Türkiye Kıbrıs’ta iki devletli bir çözümü savunurken, Kıbrıslı Rumlar ve Avrupa Komisyonu Başkanı Ursula von der Leyen bunun başarısız, umutsuz bir girişim olduğunu söylüyor. Müzakerelerin tekrar başarısız olması durumunda, Türkiye’nin Kuzey Kıbrıs Türk Cumhuriyeti’ni (KKTC) nihai olarak ilhak etmesi veya kendi topraklarına katması riski var mı?

Başından beri Kıbrıs sorununun adil, kalıcı ve sürdürülebilir bir çözümünü savunuyoruz. Türkiye, Kıbrıslı Türkler ile birlikte bu amaçla yürütülen uluslararası çabalara katkıda bulunmuştur. Yapıcıyız ama aynı zamanda sonuçları da görmek istiyoruz. Ancak Kıbrıslı Rumlar iktidar ve serveti Kıbrıslı Türkler ile paylaşmak istemediği için onlarca yıllık müzakereler hiçbir yere gitmedi. Aynı yolu binlerce kez denesen de sonucu değiştiremezsin.

Kıbrıslı Türkler adanın müşterek sahipleridir. Kıbrıs onların da vatanıdır. İlerlemek için bu basit gerçeğin kabul edilmesi gerekir. Ancak Kıbrıslı Rumlar, Kıbrıslı Türkler’i müşterek sahip olarak görmemektedir. 50 yılı aşkın bir süredir bu zihniyet yüzünden adada ortaklık kurmak mümkün olmadı. Aslında bu zihniyet 1960 Kıbrıs Cumhuriyeti’nin 1963’te çöküşüne neden oldu. Kıbrıs Rum tarafı 2004’te Annan Planı’nı reddetti. Aynı uzlaşmazlığı 2017’de Crans-Montana’da da sergilediler. Bu nedenle, iki toplumlu ve iki bölgeli bir federal model Kıbrıs’ta ne uygulanabilir ne de sürdürülebilir.

Egemen eşitliğe dayalı iki devletli çözüm, ilerleme kaydetmenin tek makul yoludur. Kıbrıslı Türkler, adanın gerçeklerine dayanan ve her iki taraf için de kazan-kazan olabilecek bir çözüm önerdi. Kıbrıs’ta iki ayrı halk ve devlet vardır. Bu bir gerçek. Kıbrıslı Türkler, iki devlet arasında işbirliğine dayalı bir ilişki modelini müzakere etmeye hazır.

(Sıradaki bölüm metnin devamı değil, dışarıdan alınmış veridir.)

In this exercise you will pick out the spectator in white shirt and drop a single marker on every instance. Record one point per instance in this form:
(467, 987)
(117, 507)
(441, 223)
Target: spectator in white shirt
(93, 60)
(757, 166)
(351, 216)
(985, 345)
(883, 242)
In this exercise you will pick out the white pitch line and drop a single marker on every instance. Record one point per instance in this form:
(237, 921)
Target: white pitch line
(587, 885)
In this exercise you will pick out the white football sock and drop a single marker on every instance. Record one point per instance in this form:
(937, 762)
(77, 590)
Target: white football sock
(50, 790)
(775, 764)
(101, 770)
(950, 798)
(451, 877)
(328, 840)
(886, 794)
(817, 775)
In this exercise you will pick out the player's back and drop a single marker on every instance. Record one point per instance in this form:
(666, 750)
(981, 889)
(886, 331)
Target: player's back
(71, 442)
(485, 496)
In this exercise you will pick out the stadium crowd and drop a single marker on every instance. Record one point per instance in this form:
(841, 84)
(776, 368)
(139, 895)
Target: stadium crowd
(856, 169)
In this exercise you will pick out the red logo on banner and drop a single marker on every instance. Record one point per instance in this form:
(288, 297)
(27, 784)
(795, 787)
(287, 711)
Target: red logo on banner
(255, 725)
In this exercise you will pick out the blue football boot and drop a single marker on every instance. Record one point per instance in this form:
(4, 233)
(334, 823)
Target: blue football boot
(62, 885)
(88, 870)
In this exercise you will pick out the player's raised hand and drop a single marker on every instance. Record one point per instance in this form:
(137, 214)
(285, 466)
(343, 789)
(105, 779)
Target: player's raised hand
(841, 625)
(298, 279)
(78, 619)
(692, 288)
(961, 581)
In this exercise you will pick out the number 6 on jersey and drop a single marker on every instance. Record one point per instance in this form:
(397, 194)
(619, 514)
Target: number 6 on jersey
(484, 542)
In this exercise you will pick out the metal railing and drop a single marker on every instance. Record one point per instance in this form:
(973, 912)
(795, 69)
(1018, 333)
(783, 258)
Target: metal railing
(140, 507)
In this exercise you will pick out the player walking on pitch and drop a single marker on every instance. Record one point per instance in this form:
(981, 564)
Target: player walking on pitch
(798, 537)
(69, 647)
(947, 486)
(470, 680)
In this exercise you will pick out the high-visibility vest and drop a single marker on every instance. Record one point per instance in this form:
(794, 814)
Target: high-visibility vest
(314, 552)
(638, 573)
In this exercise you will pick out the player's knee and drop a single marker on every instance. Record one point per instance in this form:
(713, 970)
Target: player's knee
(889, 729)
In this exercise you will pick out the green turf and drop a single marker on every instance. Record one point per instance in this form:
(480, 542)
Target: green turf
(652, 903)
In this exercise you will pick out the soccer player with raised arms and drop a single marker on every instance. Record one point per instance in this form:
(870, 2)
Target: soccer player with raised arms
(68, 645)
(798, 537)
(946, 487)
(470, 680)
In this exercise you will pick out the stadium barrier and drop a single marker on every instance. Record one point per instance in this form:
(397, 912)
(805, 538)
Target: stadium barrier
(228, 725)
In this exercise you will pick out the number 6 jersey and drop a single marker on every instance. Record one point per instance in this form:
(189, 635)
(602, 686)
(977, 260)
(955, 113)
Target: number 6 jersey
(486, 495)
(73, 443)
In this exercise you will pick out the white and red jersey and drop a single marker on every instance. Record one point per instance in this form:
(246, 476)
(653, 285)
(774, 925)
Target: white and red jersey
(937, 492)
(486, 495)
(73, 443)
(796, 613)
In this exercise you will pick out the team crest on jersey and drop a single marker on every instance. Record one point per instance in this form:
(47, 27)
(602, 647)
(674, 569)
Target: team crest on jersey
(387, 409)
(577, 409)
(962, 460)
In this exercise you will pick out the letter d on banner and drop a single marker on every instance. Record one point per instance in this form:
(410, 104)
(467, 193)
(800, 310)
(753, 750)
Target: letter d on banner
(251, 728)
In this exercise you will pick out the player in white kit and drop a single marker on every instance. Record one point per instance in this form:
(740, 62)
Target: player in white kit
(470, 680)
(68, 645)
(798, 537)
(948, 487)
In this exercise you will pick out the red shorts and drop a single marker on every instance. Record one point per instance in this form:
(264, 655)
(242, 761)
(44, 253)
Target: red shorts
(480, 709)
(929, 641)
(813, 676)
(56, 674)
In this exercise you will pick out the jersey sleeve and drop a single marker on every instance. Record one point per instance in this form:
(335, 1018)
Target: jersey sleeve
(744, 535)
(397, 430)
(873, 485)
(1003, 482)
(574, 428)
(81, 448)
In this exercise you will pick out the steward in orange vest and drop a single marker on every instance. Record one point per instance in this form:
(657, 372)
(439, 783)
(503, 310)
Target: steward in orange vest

Bununla birlikte, herhangi bir müzakere sürecinin başarısı için Kıbrıslı Türkler’in doğal egemen eşitliğinin ve eşit uluslararası statüsünün önceden güvence altına alınması gerekir. Bu, başka bir başarısızlık durumunda Kıbrıs Türk halkının statüsünün belirsiz kalmaması için gereklidir.

Önerilen iki devletli çözüm, hem Kıbrıs’ta hem de bölgede sürdürülebilir barış, istikrar ve işbirliğini mümkün kılacaktır. Bu vizyonu “başarısız” olarak etiketlemek, olası başarısızlıkların tarifidir. Kıbrıslı Türkler’in vizyonunu tam olarak destekliyoruz ve herhangi bir gizli gündemimiz yok. Biz, geçmişte olduğu gibi, haklı davasında her zaman Kıbrıs Türk halkının ve KKTC’nin yanında olmaya devam edeceğiz.